After Dagel dies, the world does not improve.
It only becomes honest.
The sky remains in its place, but feels empty, not because it has lost light, but because there is no longer any lie holding it up. The ground no longer trembles, yet every step feels like walking on something that listens.
Artor Conan Davil stands alone.
The crowds that had just filled the world, the Musalmi forces, the remnants of Gog and Magog, the refugees praying while shouting, slowly disappear. Not vanishing by magic. They simply are no longer relevant to what is about to happen.
That silence is not a gift.
It is a turn.
The ground before Artor cracks open.
Not a violent rupture like before, but a gap that opens slowly, like a mouth that has held words too long. From that gap, Dvatol Ard emerges.
He is not large.
He is not frightening.
He is only precise.
His body resembles a being too simple to be called a symbol, too real to be called a dream.
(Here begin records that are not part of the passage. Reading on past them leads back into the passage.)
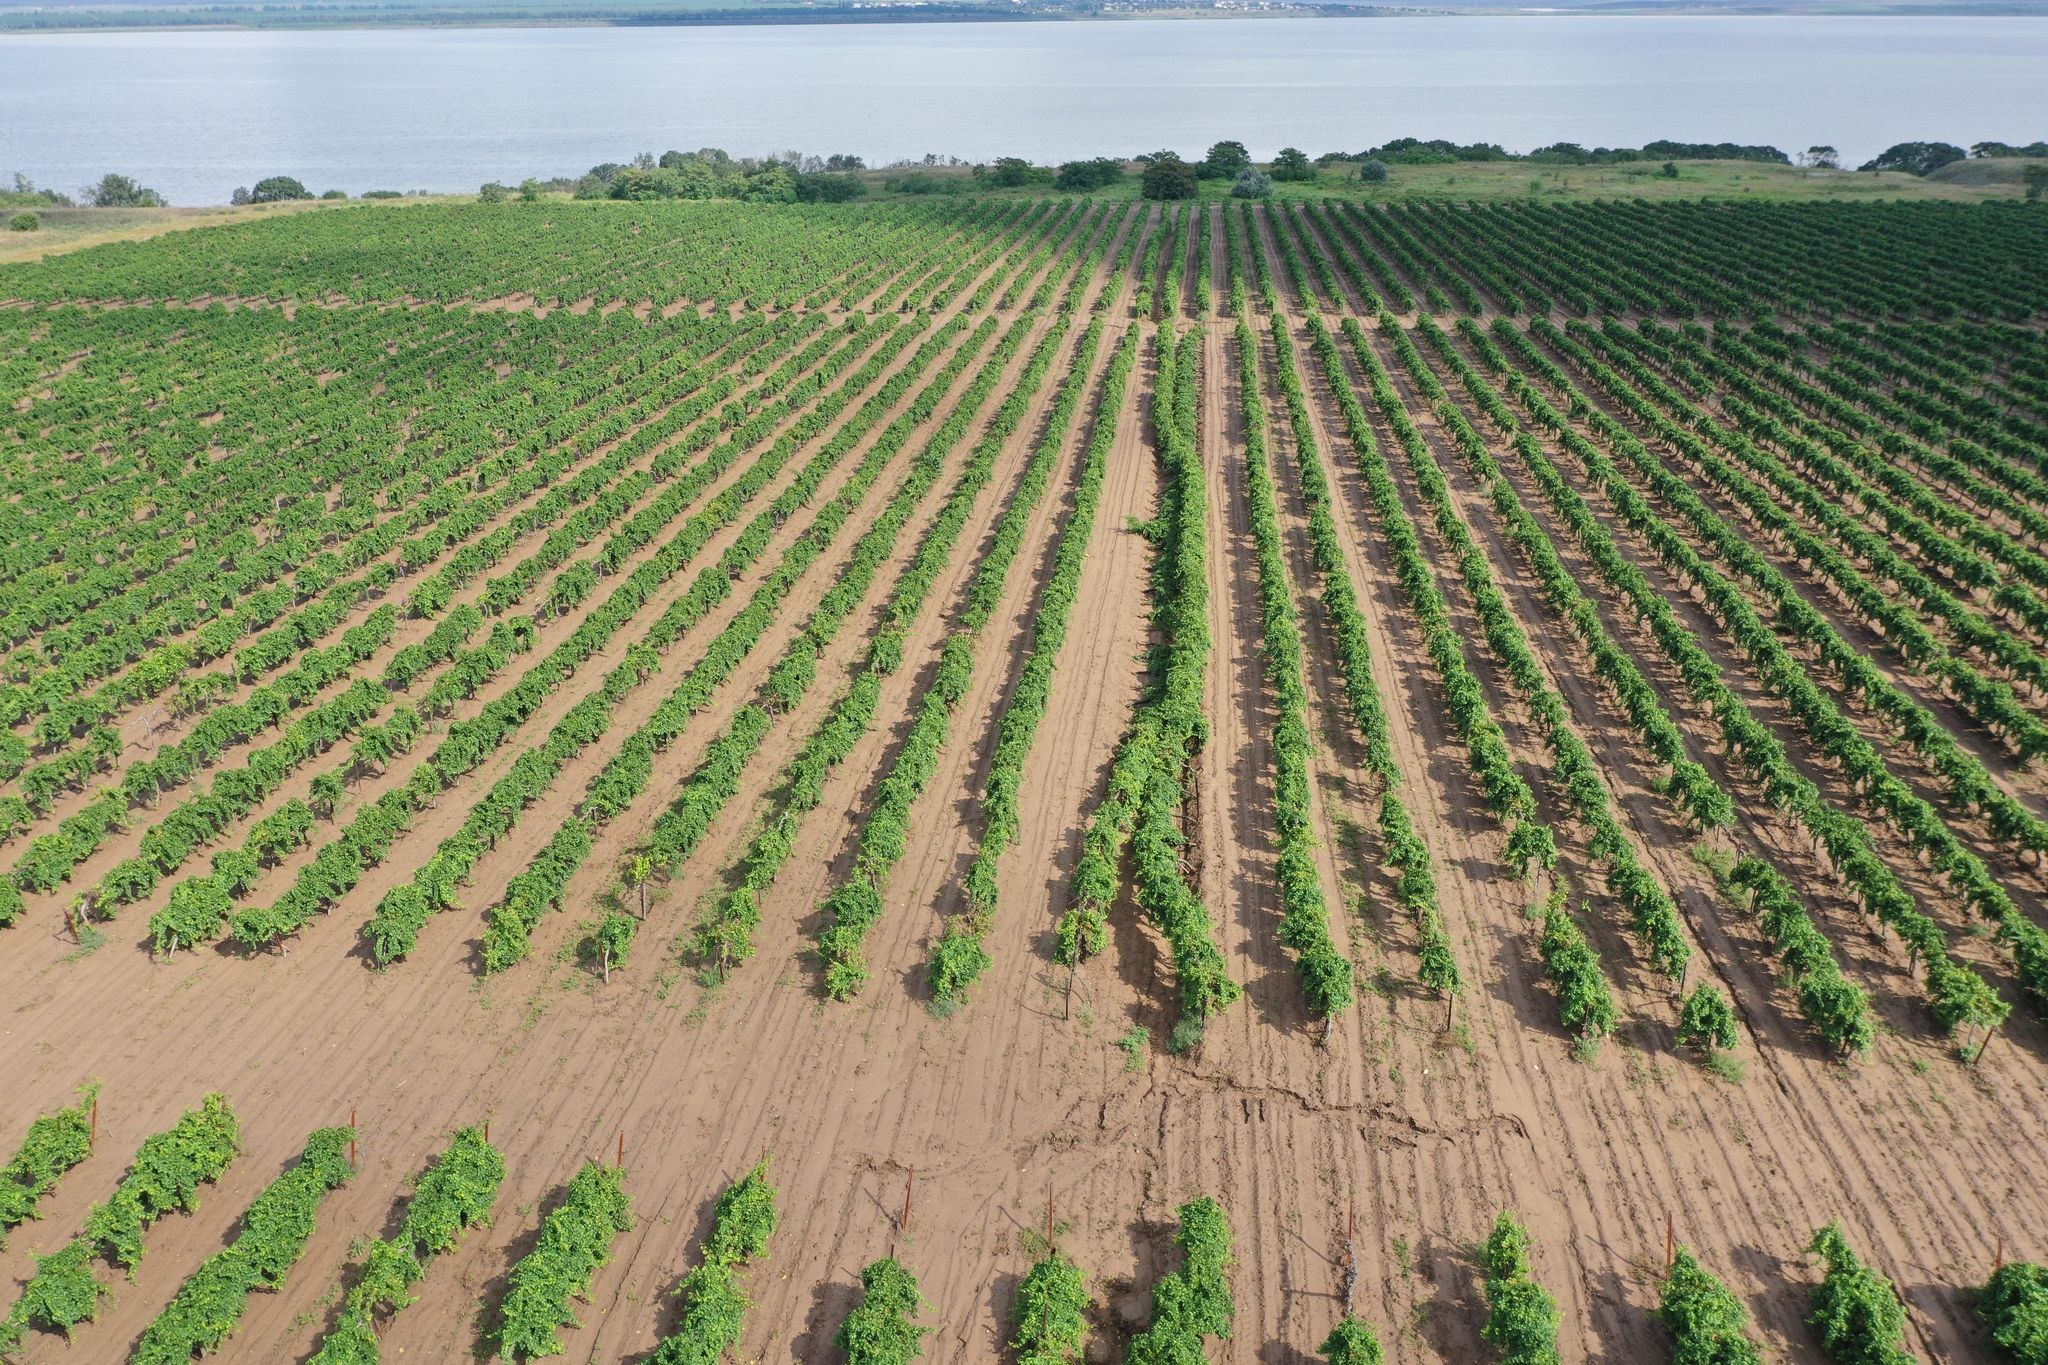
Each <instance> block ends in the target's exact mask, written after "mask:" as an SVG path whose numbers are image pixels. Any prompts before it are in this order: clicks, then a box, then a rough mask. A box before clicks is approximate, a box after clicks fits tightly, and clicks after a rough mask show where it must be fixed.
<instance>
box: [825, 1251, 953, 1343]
mask: <svg viewBox="0 0 2048 1365" xmlns="http://www.w3.org/2000/svg"><path fill="white" fill-rule="evenodd" d="M924 1306H926V1302H924V1295H922V1293H918V1277H915V1275H911V1273H909V1269H907V1267H905V1265H903V1263H901V1261H897V1259H895V1257H883V1259H881V1261H874V1263H870V1265H868V1267H866V1269H864V1271H860V1306H858V1308H854V1312H850V1314H846V1322H842V1324H840V1334H838V1336H836V1338H834V1345H836V1347H838V1349H840V1351H844V1353H846V1365H909V1361H915V1359H918V1357H920V1355H924V1345H922V1338H924V1336H926V1332H930V1330H932V1328H928V1326H918V1324H915V1322H911V1318H915V1316H918V1310H920V1308H924Z"/></svg>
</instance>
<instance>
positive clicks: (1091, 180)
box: [1053, 156, 1124, 192]
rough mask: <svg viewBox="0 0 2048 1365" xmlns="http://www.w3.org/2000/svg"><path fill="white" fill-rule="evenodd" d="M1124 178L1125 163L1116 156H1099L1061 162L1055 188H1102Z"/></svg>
mask: <svg viewBox="0 0 2048 1365" xmlns="http://www.w3.org/2000/svg"><path fill="white" fill-rule="evenodd" d="M1122 178H1124V164H1122V162H1118V160H1116V158H1114V156H1098V158H1094V160H1090V162H1061V168H1059V174H1057V176H1055V178H1053V188H1055V190H1069V192H1073V190H1079V192H1087V190H1102V188H1108V186H1112V184H1116V182H1118V180H1122Z"/></svg>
His skin is the color of old earth, like dust that has witnessed many burials. His eyes are open without expression, without hatred, without curiosity.
He looks at Artor.
There is no light from the sky.
There is no sound from the earth.
Dvatol Ard does not roar.
Does not threaten.
Does not raise his body.
He only says, with a voice that does not come from a mouth:
"Now."
Artor wants to step back.
His feet do not move.
He wants to speak, to explain, to defend himself, to remind that he has worshiped, that he has feared, that he has regretted. But all those sentences collapse before they even become thoughts.
Because Dvatol Ard continues:
"You know who you are."
There is no accusation there.
There is no judgment.
The sentence works like a mirror that reflects not a face, but memory.
Artor sees his own life, not as a sequence of events, but as intention. Sins he once considered small stand equal beside the great ones. Prayers spoken with trembling lips now appear transparent, revealing the fear beneath them.
He remembers his guiding principle:
If the world will end anyway, why be holy today?
Now the world truly is near its end.
And that sentence no longer sounds clever.
Dvatol Ard draws closer. Each movement displaces no air, as if he does not need the medium of the world to exist. From his body, a sign appears, not light, not fire, not a symbol that can be memorized.
The sign is a sensation.
A sensation of being recognized.
A sensation that cannot be refused.
Artor feels the sign touch his chest.
Not hot.
Not painful.
Too light instead, like something that has always been there, waiting to be acknowledged.
He wants to ask:
Is this a sign of faith?
Is this a sign of disbelief?
Can I still change?
But Dvatol Ard does not answer questions.
He only completes his task.
The sign settles.
Invisible to the eye.
Unable to be washed away by water.
Unable to be exchanged by intentions that come too late.
Dvatol Ard looks at Artor once more, then says:
"I do not write anything.
I only reveal."
The ground closes again.
The creature sinks without sound, as if the earth itself withdraws its testimony. The world remains quiet, but the silence is now different.
Artor Conan Davil falls to his knees.
Not because of bodily weight.
But because there is nothing left to deny.
He does not know whether the sign means salvation or ruin. He is given no good news, nor a threat. What remains is only the certainty that there is no longer any version of himself that can hide.
He whispers, almost without sound:
"אַלְלָה…"
There is no answer.
And for the first time, he does not demand one.
He only submits, not to be saved, but because there is no longer any reason to stand.
In the distance, the sky begins to lose color.
Time prepares to be stopped.
And Artor Conan Davil, bearing the sign that cannot be washed away, waits, not for a verdict, but for the end of self-justification.